Ayrıldılar… Gri bir şehrin köşesine kondurulmuş gri bir zamanda o parmaklıkların ardında kaldım. Çocuk ellerimle tutunduğum demirin kokusundan ziyade; gözlerimin dışarıda, o bahçenin dışında ve onların ardında kaldığını hatırlıyorum. Ben de o bakımsız bahçede unutulmuş ,kökleri henüz canlı ama mevsimin dönüşünde kızıl kıyamet bir sonsuzluk çığlığında sararmaktan çok grileşmiş garipsediğim bitkiler gibi olmuştum bir anda…O Bursa sabahında ,en az onlar –yani sonbaharın izleri kadar yalnız bırakılmıştım.Bir dolmuşa binmiş ve gitmişlerdi. Kavaklar uzundu, hatta öylesine uzundu ki; tek tük kalmış olduklarını tahmin ettiğim yapraklarının sadece hışırtılarını duymak bana hüzünle başlayıp bin bir renkli anıyla dönecek çocuk zamanlarımı hatırlatacaktı sonrasında… Çocukluğumun içimde renksiz bir böcek gibi büyüyen yalnızlığını, sonradan özlemi hatırlatacaklardı… Bunu bilsem; kaldırır kafamı bakardım bir kez olsun sonbahar uçurtmalarının dalgalandığı yaprak bedenleriyle göz göze gelmek isterdim belki kavak ağaçlarının … Çocuk bedenimle karşılaştırıldığında,zaten kendi hallerinde rüzgârla titreşirken bile yalnızlığı hatırlatıyorlarken;kalbime derin bir özlemin mührünü mıhlayacakları aklıma gelmezdi o zamanlar.
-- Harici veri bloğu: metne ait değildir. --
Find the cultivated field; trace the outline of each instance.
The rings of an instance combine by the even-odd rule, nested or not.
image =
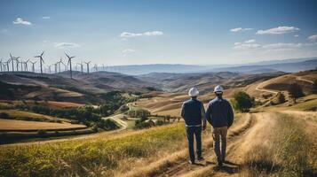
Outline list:
[[[0,131],[36,131],[39,129],[67,130],[84,127],[86,127],[84,125],[70,124],[66,122],[52,123],[0,119]]]

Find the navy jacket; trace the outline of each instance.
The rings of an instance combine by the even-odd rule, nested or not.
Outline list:
[[[205,121],[205,109],[202,102],[196,99],[189,99],[183,103],[181,116],[187,127],[202,125]]]
[[[209,103],[205,117],[213,127],[229,127],[234,123],[234,111],[230,103],[219,97]]]

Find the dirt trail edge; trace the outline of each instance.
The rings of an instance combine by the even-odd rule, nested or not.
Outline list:
[[[243,119],[244,121],[236,125],[228,132],[228,147],[227,151],[230,152],[232,144],[241,135],[245,134],[248,129],[253,127],[258,119],[254,119],[251,114],[246,114]],[[165,157],[156,162],[151,163],[142,169],[134,169],[131,173],[126,173],[124,176],[183,176],[193,171],[196,171],[200,168],[209,166],[211,162],[214,161],[214,153],[212,150],[212,139],[210,138],[203,142],[203,156],[206,158],[205,161],[198,163],[197,165],[190,165],[187,163],[187,149],[175,152],[168,157]]]

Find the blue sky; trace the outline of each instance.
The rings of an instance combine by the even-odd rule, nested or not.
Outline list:
[[[317,57],[317,1],[0,2],[0,58],[241,64]],[[34,58],[35,60],[35,58]]]

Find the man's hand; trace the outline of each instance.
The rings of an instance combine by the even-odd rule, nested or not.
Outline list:
[[[205,130],[206,129],[206,124],[203,124],[202,125],[202,130]]]

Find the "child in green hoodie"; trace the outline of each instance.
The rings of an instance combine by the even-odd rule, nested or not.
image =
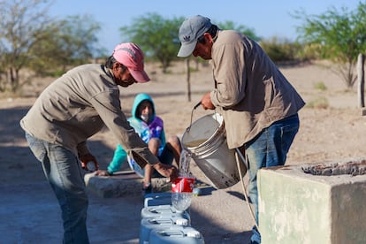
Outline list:
[[[149,145],[150,151],[165,164],[172,164],[175,159],[177,165],[179,164],[181,152],[180,141],[177,136],[165,139],[163,119],[156,115],[155,105],[152,98],[144,93],[138,94],[134,98],[132,117],[127,119],[140,135]],[[130,167],[141,177],[144,178],[143,194],[152,192],[151,178],[159,177],[153,167],[146,165],[141,169],[133,159],[127,157],[127,153],[120,144],[117,145],[113,159],[107,167],[107,171],[97,171],[96,175],[112,175],[121,168],[122,164],[127,159]]]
Çok sonrasında duydum Sezen Aksu’nun “Ah Kavaklar” adlı şarkısını… Bilmiyorum nedense bu şarkıyı duyduğumda ; 3. Sınıf otel odalarına benzediklerini sonradan ansadığım yatakhanemiz,sabahın buğulu ve sis düşmüş bahçesinin ayazında kalıp kalmış…öylece yalnız ve umursamaz gibi duran kavak ağaçları ve birkaç küçük serçenin umutsuzca kanat çırpışlarına benzeyen tatlı cıvıldamaları gelir aklıma…
Tatsız,mahmur sabah etütleri…Kavakların arasında “yaylalar yaylalar bizim oğlan aşıktır diloy diloy yaylalar” diyen asker ağabeylerin sesleri dile gelir o uzun süre siyah beyaz kalan anılar defterinde rüzgârın uçurduğu sayfaların kenarında huysuz ve yaşlı bir kedi gibi yazdıklarımı izleyen ve parmaklarımın ritmine yetişmeye çalışan yaşlı gözlerim gelir aklıma…
Ne ara büyüdüm hatırlamıyorum… Daha dün gibi aklımda ortaokula başlayışım… İlk kez anne babadan,biricik kardeşimden,Sinop’un küçük kendi halindeki mütevazi varoluşundan uçmuş gelmiş konmuştum yanlış bir mevsimde yanlış ve erken bir zamanda o sarısı çalınmış sonbaharın grisine yazgılı bir fotoğrafa çivilemiştim ayrılık vaktini…Parasız olmalıydık,çünkü parasız yatılıydık
......................................10 Nisan 2016.... Gülgün Aydın apieceofrose
YORUMLAR
Dalip gittim eski zamanlara yazıyı okuduktan sonra...
Dedim kendi kendime; nasıl da acele ederdim büyümek için...Şimdi keşke çocuk olsam laflarım sadece bir rüya.
Yüreğinize sağlık...günümün yazısı oldu şimdiden.